Bathing through the ages: 1300 – 1848 – 14th and 15th century bathhouses provided services beyond bathing (lancing abscesses, pulling teeth, steam rooms, mineral baths, cupping, herbal concoctions); they helped shape the public health services of larger cities as they grew, and health conditions deteriorated. By the 16th century, bathhouses started to disappear as Europe was ravished by plague, smallpox, and syphilis. But – by the 1800s, sanitation reformers were arguing that making bathing facilities available to the poorest classes of society offered an ‘affordable and immediate way’ of improving public cleanliness and health. Bathhouses, along with waterworks and sewage systems, laid the foundation for the UK Health Act of 1848.

Glass or Plastic: which is better for the environment? – There is not a clear-cut answer. I will lean toward glass because of its non-toxicity….but I also realize we need to improve the ways we use it (less single use) and recycle it (better sorting and improved processing that avoids melting it twice),

Greener batteries – Batteries with Organic Electrode Materials (OEMs) are one alternative that is being researched…in this case using azobenzene by a research team at a Chinese University. Hopefully there are researchers around the world also focused on producing greener batteries.

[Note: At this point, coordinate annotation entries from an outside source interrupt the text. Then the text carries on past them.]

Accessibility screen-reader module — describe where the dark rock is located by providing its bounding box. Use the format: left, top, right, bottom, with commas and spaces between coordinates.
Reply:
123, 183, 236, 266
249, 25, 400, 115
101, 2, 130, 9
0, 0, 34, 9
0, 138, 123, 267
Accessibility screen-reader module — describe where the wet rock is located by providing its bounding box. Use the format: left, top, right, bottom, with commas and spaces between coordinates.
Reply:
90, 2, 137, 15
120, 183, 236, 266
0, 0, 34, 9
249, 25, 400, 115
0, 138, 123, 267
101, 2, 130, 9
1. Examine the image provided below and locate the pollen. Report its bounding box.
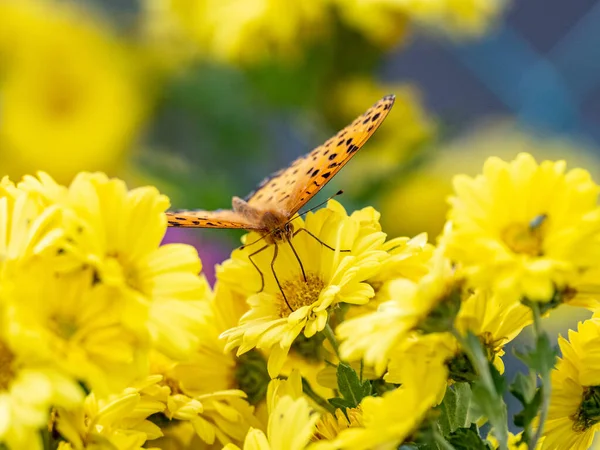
[278,273,325,318]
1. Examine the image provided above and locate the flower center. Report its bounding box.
[279,273,325,318]
[235,350,271,405]
[0,341,15,392]
[501,214,547,256]
[570,386,600,433]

Protein powders: When should you use them? – I think of protein powder as an ultra-processed food….a food I only want to use if I can’t manage to get enough protein from unprocessed or lightly processed foods in my diet. It is not something I want to use every day!

Long Reviled as ‘Ugly,’ Sea Lampreys Finally Get Some Respect – Not so long ago…lampreys were an organism that seemed destined for extinction because we only saw it as a predator that wiped out the Great Lakes lake-trout fishery. Now, the consensus is that, in their natural habitat, marine lampreys are “keystone species” supporting vast aquatic and terrestrial ecosystems. They provide food for insects, crayfish, fish, turtles, minks, otters, vultures, herons, loons, ospreys, eagles, and hundreds of other predators and scavengers. Lamprey larvae, embedded in the stream bed, maintain water quality by filter feeding; and they attract spawning adults from the sea by releasing pheromones. Because adults die after spawning, they infuse sterile headwaters with nutrients from the sea. When marine lampreys build their communal nests, they clear silt from the river bottom, providing spawning habitat for countless native fish, especially trout and salmon. Wow!

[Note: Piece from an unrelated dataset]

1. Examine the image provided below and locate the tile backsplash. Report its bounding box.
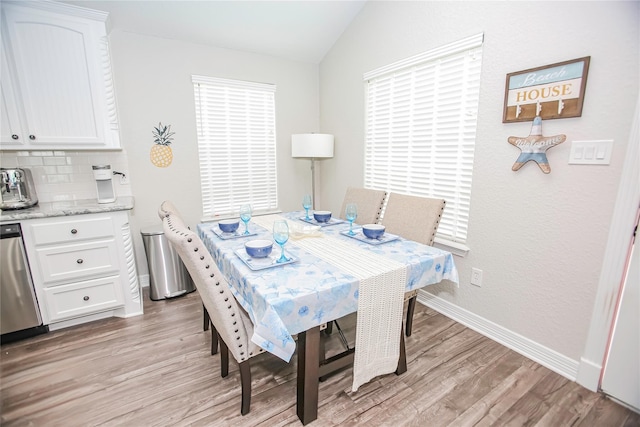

The Pacific Garbage Patch Is Home to Coastal Species—in the Middle of the Ocean – A surprise for researchers…they found shrimp-like arthropods, sea anemones and mollusks, Pacific oysters, orange-striped anemones and ragworms. Crustaceans were taking care of eggs and anemones were cloning themselves. This does not make the Garbage Patch acceptable!

Photography In the National Parks: Same Spot, Different Time / Season / Weather – Spots in Yellowstone, Mount Rainier, and Olympic National Parks.

Greater fat stores and cholesterol increase with brain volume, but beyond a certain point they are associated with faster brain aging – People in wealthy countries have largely grown accustomed to eating more and exercising less -- habits that are associated with decreased brain volumes and faster cognitive decline. This study looks at indigenous people (two tribes in Bolivia that live along tributaries of the Amazon). The tribe that was closer to our subsistence ancestors had the lowest rates of hear disease and minimal dementia; in this group - BMI, adiposity and higher levels of "bad" cholesterol were associated with bigger brain volumes in older adults!